Fluoxetine is used widely as an antidepressant for the treatment of cancer-related depression, but has been reported to also have anti-cancer activity. In this study, we investigated the cytotoxicity of fluoxetine to human gastric adenocarcinoma cells; as shown by the MTT assay, fluoxetine induced cell death. Subsequently, cells were treated with 10 or 20 µM fluoxetine for 24 h and analyzed. Apoptosis was confirmed by the increased number of early apoptotic cells, shown by Annexin V- propidium iodide staining. Nuclear condensation was visualized by DAPI staining.

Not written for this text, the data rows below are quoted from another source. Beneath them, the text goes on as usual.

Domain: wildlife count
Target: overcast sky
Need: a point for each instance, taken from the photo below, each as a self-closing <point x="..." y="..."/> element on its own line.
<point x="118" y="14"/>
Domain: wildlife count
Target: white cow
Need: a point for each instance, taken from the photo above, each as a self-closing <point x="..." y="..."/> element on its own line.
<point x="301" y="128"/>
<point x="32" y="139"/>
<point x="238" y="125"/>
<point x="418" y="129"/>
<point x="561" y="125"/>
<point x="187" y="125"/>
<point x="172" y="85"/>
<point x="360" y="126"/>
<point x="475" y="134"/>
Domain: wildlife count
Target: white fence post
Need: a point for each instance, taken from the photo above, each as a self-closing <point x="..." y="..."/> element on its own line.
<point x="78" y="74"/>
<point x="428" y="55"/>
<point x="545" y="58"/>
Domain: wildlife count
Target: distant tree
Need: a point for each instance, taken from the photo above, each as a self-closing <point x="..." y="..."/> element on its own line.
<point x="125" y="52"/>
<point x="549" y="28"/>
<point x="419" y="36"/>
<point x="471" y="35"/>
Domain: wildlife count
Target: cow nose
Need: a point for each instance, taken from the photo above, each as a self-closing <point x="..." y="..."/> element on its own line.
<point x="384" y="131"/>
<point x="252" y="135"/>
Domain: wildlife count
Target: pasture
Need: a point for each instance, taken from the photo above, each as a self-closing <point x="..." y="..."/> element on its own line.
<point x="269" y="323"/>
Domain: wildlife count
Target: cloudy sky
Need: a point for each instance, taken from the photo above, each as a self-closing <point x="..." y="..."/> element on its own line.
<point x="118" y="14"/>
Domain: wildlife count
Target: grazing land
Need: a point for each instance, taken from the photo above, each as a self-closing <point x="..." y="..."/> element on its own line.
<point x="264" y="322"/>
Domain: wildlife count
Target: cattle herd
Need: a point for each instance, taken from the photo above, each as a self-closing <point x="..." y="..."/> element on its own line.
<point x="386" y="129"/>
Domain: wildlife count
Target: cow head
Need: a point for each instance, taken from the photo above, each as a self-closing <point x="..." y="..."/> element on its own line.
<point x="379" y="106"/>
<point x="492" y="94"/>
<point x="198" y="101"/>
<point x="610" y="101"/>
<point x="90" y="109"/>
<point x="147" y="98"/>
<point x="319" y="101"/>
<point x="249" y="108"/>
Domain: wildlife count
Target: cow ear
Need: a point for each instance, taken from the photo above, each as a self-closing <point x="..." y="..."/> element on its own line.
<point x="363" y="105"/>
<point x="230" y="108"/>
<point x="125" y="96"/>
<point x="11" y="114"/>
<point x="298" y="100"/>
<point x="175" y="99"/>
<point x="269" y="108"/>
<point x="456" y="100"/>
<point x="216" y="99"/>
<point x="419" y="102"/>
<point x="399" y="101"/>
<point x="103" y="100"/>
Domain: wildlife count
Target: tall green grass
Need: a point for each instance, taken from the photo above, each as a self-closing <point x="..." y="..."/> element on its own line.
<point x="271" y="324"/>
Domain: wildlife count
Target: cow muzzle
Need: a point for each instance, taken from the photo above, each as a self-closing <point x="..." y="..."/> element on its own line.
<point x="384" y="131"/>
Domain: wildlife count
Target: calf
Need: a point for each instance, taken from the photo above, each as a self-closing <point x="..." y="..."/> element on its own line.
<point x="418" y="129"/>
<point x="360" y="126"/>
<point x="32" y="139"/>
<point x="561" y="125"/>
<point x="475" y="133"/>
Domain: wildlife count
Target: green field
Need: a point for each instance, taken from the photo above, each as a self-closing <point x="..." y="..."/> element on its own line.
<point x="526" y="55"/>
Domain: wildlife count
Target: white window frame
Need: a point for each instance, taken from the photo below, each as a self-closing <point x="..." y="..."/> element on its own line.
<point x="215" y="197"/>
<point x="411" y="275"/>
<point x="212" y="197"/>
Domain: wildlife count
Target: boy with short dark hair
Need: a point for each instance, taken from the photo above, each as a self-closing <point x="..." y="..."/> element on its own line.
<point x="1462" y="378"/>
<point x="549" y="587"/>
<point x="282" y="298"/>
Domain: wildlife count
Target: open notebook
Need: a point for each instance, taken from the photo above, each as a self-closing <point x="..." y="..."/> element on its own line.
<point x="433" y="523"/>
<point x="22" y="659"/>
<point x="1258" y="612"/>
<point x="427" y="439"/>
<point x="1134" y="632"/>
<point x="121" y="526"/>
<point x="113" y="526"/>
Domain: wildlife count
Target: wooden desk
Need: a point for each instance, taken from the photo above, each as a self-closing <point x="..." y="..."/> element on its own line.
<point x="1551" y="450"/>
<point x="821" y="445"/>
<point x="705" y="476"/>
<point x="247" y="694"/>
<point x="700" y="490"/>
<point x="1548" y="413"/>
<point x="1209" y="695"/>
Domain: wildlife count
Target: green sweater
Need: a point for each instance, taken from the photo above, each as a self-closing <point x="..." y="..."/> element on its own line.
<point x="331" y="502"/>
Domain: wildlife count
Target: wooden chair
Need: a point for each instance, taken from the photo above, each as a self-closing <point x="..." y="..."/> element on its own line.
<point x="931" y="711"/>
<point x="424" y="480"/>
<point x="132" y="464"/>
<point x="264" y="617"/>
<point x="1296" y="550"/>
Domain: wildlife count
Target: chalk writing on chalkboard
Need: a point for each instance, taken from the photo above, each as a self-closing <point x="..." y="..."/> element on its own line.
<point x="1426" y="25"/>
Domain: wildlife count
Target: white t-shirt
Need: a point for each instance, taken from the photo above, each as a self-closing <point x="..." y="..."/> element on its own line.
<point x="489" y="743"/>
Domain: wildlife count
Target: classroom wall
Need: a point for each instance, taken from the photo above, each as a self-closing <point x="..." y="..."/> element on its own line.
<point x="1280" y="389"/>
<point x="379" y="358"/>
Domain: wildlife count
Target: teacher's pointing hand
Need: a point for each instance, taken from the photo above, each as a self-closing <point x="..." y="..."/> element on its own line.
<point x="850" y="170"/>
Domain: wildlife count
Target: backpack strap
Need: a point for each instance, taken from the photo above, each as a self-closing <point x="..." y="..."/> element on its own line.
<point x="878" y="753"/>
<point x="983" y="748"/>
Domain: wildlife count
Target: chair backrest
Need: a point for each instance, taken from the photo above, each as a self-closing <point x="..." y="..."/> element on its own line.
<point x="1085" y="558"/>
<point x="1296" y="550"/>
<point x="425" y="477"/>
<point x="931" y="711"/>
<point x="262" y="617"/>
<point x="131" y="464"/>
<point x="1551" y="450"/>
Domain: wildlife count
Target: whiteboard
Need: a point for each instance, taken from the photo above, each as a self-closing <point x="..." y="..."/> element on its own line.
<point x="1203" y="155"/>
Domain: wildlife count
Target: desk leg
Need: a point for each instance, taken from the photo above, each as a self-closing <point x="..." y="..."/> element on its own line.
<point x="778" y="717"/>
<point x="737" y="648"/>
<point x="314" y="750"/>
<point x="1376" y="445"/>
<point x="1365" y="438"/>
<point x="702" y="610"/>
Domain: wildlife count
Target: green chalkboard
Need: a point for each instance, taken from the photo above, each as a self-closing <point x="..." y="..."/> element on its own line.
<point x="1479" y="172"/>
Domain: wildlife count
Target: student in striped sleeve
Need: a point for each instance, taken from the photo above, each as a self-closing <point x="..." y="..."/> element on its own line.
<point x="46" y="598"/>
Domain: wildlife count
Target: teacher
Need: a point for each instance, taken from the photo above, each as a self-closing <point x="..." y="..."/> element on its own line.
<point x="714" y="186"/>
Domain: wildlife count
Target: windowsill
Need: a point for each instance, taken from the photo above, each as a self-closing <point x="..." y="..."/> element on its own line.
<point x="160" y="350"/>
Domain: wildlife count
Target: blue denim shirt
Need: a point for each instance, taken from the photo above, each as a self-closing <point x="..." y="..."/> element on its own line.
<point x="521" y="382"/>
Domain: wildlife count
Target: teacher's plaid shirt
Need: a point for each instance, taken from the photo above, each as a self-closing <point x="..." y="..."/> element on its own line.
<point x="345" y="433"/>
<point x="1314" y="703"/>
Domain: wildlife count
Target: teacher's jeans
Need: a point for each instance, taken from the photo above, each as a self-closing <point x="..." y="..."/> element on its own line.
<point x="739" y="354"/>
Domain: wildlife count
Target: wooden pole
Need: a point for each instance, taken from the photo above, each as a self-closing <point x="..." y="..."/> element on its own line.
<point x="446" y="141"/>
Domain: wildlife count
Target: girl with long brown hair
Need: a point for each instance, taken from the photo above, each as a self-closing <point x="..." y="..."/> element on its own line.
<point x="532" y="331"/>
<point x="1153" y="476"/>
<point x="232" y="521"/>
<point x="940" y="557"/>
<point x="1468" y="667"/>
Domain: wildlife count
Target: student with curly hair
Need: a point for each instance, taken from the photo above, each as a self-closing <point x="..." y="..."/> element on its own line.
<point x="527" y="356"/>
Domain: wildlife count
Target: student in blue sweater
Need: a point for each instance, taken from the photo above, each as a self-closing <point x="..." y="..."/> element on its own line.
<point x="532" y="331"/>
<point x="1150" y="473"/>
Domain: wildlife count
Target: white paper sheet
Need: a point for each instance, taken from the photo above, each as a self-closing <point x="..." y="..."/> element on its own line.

A significant increase in the expression of cleaved PARP was observed by western blotting. The pan-caspase inhibitor Z-VAD-FMK was used to detect the extent of caspase-dependent cell death. The induction of autophagy was determined by the formation of acidic vesicular organelles (AVOs), which was visualized by acridine orange staining, and the increased expression of autophagy markers, such as LC3B, Beclin 1, and p62/SQSTM 1, observed by western blotting. The expression of upstream proteins, such as p-Akt and p-mTOR, were decreased. Autophagic degradation was evaluated by using bafilomycin, an inhibitor of late-stage autophagy. Bafilomycin did not significantly enhance LC3B expression induced by fluoxetine, which suggested autophagic degradation was impaired. In addition, the co-administration of the autophagy inhibitor 3-methyladenine and fluoxetine significantly increased fluoxetine-induced apoptosis, with decreased p-Akt and markedly increased death receptor 4 and 5 expression. Our results suggested that fluoxetine simultaneously induced both protective autophagy and apoptosis and that the inhibition of autophagy enhanced fluoxetine-induced apoptosis through increased death receptor expression.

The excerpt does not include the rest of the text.